William Stoner knows he will be a farmer, working on his father’s meagre farm in Missouri. But like every good American father, Mr Stoner wants his son’s life to be an improvement from his own. And when the state university introduces a course on agronomy it is decided: Stoner will become a farmer – with a degree. So the nineteen year old boy leaves the farm for college, where he is required to take other courses. After all the university wants its graduates to be fully rounded members of society. English is Stoner’s least favourite subject, the one he almost fails when he is doing quite well everywhere else. Until, one day, he has an epiphany and he falls in love with magic of literature. What follows is the only real decision he will ever take, the only influence he has over his own future. He changes major from agronomy to English, enters the halls of academia and locks the doors behind him. What follows, and this is hardly a spoiler, is a life of many mild disappointments and few, equally subdued, moments of joy. His marriage is a failure, his career unspectacular, he fails to make an impact as a friend and father. Little glimmers of hope, occasional moments of joy nourish his stoic resignation to keep on going. Stoner finds his greatest comfort in books and slowly builds a quiet world of solitude around himself that insulates him against pain and despair.
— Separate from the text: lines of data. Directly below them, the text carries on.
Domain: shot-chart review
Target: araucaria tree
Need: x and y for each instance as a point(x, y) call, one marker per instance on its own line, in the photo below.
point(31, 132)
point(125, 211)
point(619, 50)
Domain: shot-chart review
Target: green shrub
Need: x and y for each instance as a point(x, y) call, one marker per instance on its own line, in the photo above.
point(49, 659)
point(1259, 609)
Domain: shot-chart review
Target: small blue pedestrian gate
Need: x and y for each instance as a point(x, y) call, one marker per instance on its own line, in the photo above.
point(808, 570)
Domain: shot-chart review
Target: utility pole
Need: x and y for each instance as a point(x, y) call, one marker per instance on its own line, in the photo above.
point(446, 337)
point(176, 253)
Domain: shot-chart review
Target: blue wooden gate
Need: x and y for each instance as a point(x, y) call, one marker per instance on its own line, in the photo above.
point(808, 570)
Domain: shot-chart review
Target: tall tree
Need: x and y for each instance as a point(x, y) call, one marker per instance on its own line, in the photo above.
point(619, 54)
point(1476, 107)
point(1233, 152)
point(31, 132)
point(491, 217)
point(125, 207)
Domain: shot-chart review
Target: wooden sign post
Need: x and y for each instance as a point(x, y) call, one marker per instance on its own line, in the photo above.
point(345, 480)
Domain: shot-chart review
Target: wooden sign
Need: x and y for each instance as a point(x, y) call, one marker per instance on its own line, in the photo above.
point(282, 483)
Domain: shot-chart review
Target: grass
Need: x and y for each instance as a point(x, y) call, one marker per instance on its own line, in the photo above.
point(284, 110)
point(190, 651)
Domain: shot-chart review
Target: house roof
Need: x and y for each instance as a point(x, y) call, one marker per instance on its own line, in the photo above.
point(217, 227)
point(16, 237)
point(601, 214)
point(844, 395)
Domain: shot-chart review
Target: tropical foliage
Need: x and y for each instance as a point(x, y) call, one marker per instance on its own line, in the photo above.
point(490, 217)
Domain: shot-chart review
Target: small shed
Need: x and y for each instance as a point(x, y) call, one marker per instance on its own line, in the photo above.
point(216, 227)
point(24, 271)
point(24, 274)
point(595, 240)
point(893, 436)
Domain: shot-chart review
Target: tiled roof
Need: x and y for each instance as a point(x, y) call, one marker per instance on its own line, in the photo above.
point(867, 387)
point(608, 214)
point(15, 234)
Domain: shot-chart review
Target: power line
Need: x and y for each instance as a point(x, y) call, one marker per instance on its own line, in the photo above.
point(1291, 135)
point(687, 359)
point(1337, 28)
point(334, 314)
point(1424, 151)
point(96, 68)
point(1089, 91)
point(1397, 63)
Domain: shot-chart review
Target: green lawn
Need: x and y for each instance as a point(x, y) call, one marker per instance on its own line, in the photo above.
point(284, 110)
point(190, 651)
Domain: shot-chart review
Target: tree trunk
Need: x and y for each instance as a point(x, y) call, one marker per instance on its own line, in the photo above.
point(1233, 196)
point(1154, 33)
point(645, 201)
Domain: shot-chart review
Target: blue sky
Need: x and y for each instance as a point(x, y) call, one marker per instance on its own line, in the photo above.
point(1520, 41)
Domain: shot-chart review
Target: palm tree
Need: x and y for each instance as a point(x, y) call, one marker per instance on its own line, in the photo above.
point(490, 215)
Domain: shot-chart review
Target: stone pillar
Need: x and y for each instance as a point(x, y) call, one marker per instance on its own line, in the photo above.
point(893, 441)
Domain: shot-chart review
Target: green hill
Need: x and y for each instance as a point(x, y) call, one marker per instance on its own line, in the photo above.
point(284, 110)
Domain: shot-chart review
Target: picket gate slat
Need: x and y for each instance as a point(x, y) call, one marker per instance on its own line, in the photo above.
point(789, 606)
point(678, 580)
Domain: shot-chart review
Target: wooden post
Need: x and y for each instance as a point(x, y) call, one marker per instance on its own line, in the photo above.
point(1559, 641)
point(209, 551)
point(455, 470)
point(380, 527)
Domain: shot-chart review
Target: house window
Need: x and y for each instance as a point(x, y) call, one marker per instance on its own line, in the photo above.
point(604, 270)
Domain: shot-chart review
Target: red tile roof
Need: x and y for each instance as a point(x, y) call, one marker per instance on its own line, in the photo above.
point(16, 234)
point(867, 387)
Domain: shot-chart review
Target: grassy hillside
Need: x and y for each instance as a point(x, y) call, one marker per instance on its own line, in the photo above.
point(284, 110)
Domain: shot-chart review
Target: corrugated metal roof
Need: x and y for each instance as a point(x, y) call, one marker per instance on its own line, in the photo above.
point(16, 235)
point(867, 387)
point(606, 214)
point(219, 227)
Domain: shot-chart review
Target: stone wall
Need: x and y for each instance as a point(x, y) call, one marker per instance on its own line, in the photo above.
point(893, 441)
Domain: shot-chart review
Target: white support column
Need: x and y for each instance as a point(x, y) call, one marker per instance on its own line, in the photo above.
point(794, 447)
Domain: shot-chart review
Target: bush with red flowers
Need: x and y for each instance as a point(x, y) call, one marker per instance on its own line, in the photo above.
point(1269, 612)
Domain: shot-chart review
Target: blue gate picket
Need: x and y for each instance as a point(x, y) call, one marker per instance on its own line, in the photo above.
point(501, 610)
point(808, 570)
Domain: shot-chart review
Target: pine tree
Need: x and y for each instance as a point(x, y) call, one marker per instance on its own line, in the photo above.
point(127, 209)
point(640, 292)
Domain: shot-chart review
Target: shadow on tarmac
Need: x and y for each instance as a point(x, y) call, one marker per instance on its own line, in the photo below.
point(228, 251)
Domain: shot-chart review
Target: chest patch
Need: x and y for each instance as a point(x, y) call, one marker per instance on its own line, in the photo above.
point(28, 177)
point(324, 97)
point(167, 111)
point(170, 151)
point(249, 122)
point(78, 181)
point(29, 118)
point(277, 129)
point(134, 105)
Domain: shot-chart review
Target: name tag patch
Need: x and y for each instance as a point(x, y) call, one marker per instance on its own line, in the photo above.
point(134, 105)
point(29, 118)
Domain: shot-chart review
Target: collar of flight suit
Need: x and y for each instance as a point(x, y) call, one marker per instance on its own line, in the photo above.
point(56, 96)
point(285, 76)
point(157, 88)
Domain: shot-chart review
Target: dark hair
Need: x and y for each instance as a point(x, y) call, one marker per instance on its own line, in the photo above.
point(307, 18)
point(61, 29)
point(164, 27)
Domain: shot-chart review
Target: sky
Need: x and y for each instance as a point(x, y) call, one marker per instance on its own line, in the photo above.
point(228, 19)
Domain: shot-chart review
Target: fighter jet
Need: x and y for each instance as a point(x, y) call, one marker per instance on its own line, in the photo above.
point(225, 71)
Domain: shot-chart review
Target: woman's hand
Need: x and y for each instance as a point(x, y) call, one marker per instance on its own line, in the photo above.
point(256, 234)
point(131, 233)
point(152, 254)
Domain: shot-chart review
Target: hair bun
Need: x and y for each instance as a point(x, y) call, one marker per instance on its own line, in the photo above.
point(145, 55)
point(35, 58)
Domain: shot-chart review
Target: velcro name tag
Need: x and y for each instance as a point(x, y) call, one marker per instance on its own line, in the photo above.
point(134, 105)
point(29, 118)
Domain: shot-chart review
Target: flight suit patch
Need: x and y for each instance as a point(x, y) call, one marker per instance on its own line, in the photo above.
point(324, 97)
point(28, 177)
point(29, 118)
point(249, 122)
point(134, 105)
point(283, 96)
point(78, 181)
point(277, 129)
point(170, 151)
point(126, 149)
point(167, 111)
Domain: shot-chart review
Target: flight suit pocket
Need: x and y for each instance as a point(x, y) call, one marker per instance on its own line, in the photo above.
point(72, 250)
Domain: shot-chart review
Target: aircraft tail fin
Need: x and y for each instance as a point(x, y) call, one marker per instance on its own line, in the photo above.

Stoner is a sad book, an honest book, a beautiful one. Williams’ novel is deeply moving in its raw acceptance of what life is to most: struggling through long days and weeks, while watching years glide by like sand through your hands. Wanting to hold on to moments, sometimes longing to let go as the clock just keeps ticking. The simple, monotonous style perfects the sensation of profound melancholy and this linear plot depicts boredom without ever turning boring itself – though my colleague would disagree with this assessment. Life just goes on however desperately you might be wishing for a break and this novel goes on and takes the reader through a lifetime. I enjoyed Williams’ voice and narration from the beginning, but after the first third this books grows from a good one into a great one just by changing nothing. These flawed characters grow on you, their lives have you reflect on your own (perhaps especially if you have spent some time studying humanities). And who knows, maybe when you put down this gentle, patient novel you will look at the people around you a bit more gently, with a little more patience.